Abbreviations: PDC, proportion of days covered; MMAS, Morisky Medication Adherence Scale; NVAF, nonvalvular atrial fibrillation; OAC, oral anticoagulant.

Health care utilization

Among PDC-adherent patients, a significantly lower proportion had inpatient hospitalizations and ED visits compared with patients considered PDC-nonadherent (Figure 2). However, a greater proportion of PDC-adherent patients had outpatient office visits compared with the PDC-nonadherent patients. These differences were largely eliminated when adherence was measured using MMAS-8 scores (Figure 3). No significant differences were found in terms of inpatient hospitalizations or outpatient visits, but a significant difference was maintained in terms of ED visits.

Figure 2 All-cause health care resource utilization^a between adherent and nonadherent patients using PDC calculated from claims for the 12-month period including and after the initial survey.

Notes: ^aUnadjusted results; *p<0.05; PDC_Adherent n=323, PDC_Nonadherent n=352.
Abbreviations: PDC, proportion of days covered; INP, inpatient; ER, emergency room.

Figure 3 All-cause health care resource utilization^a between adherent and nonadherent patients using mean MMAS-8 scores determined from patient self-report for the 12-month period including and after the initial survey.

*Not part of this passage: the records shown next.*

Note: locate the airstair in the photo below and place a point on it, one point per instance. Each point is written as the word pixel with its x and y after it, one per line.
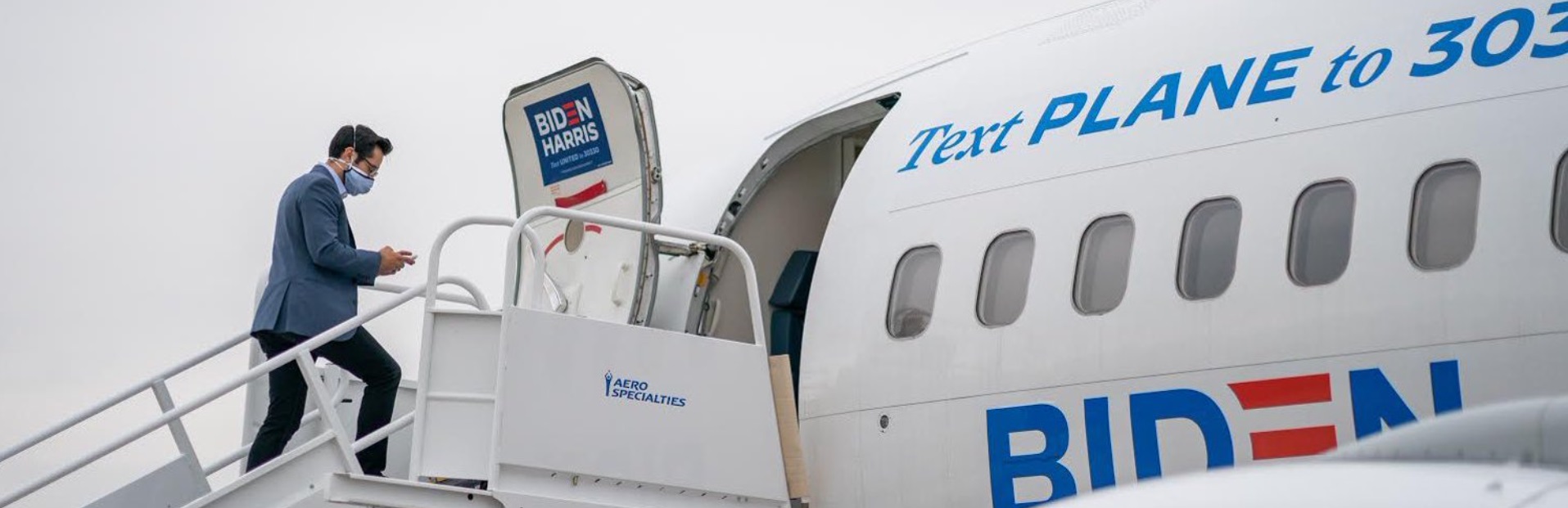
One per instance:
pixel 522 405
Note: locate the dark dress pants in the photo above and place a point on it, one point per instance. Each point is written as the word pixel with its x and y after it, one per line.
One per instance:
pixel 364 357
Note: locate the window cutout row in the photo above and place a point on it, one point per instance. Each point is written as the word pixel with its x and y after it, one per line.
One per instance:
pixel 913 292
pixel 1004 278
pixel 1443 223
pixel 1208 248
pixel 1321 232
pixel 1443 215
pixel 1105 259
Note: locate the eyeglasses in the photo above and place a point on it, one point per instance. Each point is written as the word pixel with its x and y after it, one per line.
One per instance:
pixel 373 169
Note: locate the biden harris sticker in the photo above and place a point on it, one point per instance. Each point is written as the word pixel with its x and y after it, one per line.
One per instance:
pixel 570 133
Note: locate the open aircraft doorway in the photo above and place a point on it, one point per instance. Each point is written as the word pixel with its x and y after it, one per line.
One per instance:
pixel 779 215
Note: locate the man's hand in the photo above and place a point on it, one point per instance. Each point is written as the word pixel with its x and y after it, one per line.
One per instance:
pixel 392 261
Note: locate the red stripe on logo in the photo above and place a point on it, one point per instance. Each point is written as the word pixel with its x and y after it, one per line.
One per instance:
pixel 1294 443
pixel 1283 391
pixel 584 196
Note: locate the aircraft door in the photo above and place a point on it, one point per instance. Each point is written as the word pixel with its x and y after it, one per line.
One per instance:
pixel 584 138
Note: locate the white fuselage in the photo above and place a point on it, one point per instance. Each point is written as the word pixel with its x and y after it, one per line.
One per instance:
pixel 1100 113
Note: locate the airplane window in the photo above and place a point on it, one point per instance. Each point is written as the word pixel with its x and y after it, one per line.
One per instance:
pixel 1321 232
pixel 1208 248
pixel 913 292
pixel 1443 217
pixel 1561 206
pixel 1004 278
pixel 1105 258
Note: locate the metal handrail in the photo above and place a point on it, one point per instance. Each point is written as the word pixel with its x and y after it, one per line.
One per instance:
pixel 245 449
pixel 433 273
pixel 476 299
pixel 294 355
pixel 521 229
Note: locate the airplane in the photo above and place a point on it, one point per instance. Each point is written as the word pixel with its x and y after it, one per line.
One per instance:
pixel 1137 241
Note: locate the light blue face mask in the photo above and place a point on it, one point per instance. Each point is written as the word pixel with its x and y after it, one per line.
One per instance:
pixel 355 182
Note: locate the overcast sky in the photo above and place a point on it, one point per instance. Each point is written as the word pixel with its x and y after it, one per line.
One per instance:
pixel 143 148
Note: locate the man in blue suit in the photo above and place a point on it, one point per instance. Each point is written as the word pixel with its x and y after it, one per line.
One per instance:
pixel 313 287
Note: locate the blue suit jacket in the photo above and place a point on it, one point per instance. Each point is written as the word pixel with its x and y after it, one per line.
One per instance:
pixel 315 265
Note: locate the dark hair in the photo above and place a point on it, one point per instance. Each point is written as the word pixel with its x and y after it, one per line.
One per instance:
pixel 361 138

Notes: ^aUnadjusted results; *p<0.05; MMAS_Adherent n=251, MMAS_Nonadherent n=424. Use of the ©MMAS is protected by US copyright laws. Permission for use is required. A license agreement is available from: Donald E Morisky, ScD, ScM, MSPH, Professor, Department of Community Health Sciences, UCLA School of Public Health, 650 Charles E. Young Drive South, Los Angeles, CA 90095-1772, USA.
Abbreviations: MMAS-8, Morisky Medication Adherence Scale 8-item; INP, inpatient; ER, emergency room.

Medical costs

Total medical costs were significantly lower in the PDC-adherent than the PDC-nonadherent cohort (Figure 4). Unadjusted stroke-related medical costs were similar between the two groups but significantly lower for unadjusted bleeding-related medical costs in the PDC-adherent vs PDC-nonadherent cohort. The adjusted stroke-related total medical costs were 86% lower for PDC-adherent vs PDC-nonadherent cohort, and bleeding-related total medical costs were 75% lower for PDC-adherent vs PDC-nonadherent cohort.

Figure 4 Comparison of all-cause, stroke-related, and bleeding-related total medical costs^a between adherent and nonadherent patients using PDC calculated from claims for the 12-month period including and after the initial survey.

Notes: ^aUnadjusted results; *p<0.05; PDC_Adherent n=323, PDC_Nonadherent n=352.
Abbreviation: PDC, proportion of days covered.

When adherence was measured using the MMAS-8, between-group differences in total medical, stroke-related, and bleeding-related medical costs did not reach statistical significance (Figure 5).

Figure 5 Comparison of all-cause, stroke-related, and bleeding-related total medical costs^a between adherent and nonadherent patients using mean MMAS-8 scores determined from patient self-report for the 12-month period including and following the initial survey.

Notes: ^aUnadjusted results; MMAS_Adherent n=251, MMAS_Nonadherent n=424. Use of the ©MMAS is protected by US copyright laws. Permission for use is required. A license agreement is available from: Donald E Morisky, ScD, ScM, MSPH, Professor, Department of Community Health Sciences, UCLA School of Public Health, 650 Charles E. Young Drive South, Los Angeles, CA 90095-1772, USA.
Abbreviation: MMAS-8, Morisky Medication Adherence Scale 8-item.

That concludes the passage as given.